Towards a machine-learning based approach for splitting cities in freight logistics context: Benchmarks of clustering and prediction models

Urban mobility consists of three basic components that create the essential functioning for the well-being of communities namely facilities, structures, and processes. Often these components have commentary roles where processes must assess infrastructures and related operations to support policies that relate to spatial structure and transportation patterns. Zoning tools are sample processes that are designed to split areas according to given criteria and purposes in order to better implement transport facilities, investments, and plans. This article proposes a sequential approach combining several machine-learning tools of clustering and forecasting that are thought efficient according to the Key Performance Indicators (KPI). In both processes, the proposed machine learning zoning approach (MLZA) has considered the location of sites requiring logistics services and the evolution of their demand, respectively, in order to accomplish a long-term splitting of urban land. For improving the performance of the clustering process, we have used 30 KPIs including all combinations of a number of built clusters.
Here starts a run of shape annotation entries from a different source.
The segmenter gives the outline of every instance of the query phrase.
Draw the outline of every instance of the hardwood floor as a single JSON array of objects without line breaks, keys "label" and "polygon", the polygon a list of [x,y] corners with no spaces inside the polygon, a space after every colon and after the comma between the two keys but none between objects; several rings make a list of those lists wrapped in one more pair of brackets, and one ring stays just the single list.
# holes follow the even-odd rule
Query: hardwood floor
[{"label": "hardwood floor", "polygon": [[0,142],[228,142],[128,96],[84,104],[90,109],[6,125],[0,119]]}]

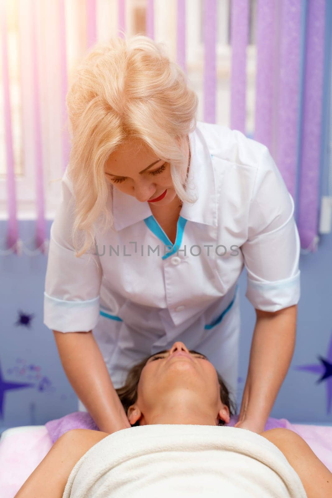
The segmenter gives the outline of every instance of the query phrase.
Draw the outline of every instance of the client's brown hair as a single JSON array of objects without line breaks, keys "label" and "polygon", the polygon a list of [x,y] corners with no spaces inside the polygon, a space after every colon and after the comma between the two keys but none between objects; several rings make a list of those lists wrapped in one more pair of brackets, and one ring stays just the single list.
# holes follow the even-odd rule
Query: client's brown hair
[{"label": "client's brown hair", "polygon": [[[197,352],[198,353],[198,352]],[[156,353],[152,356],[154,356],[155,355],[157,354],[158,353]],[[126,414],[129,407],[137,401],[137,386],[138,385],[141,372],[145,367],[148,360],[150,358],[151,356],[148,356],[142,360],[141,362],[140,362],[139,363],[137,363],[132,367],[127,374],[124,385],[115,389],[122,404],[122,406],[124,408]],[[221,402],[228,407],[229,410],[229,415],[231,416],[236,412],[236,403],[231,399],[229,390],[222,380],[220,374],[219,374],[218,371],[216,371],[216,372],[219,381],[219,385],[220,385],[220,397]],[[221,420],[220,423],[218,425],[224,425],[224,421]],[[137,420],[133,425],[139,425],[139,421]]]}]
In doing so, this step has not aimed not only to validate a clustering tool but also to identify the optimal number of established zones. Based on simulated benchmarks, results have indicated that the clustering phase of the MLZA is still appropriate using the k-means algorithm. To evaluating forecast accuracy in the forecasting phase, we have measured the standard KPIs namely the MSE (Mean Squared Error), RMSE (Root Mean Square Error), MAPE (Mean Absolute Percentage Error), and R2 (R-squared). The Support Vector Machine (SVM) algorithm has been deemed to be the most efficient forecasting algorithm regarding the average values of the obtained performance measurements.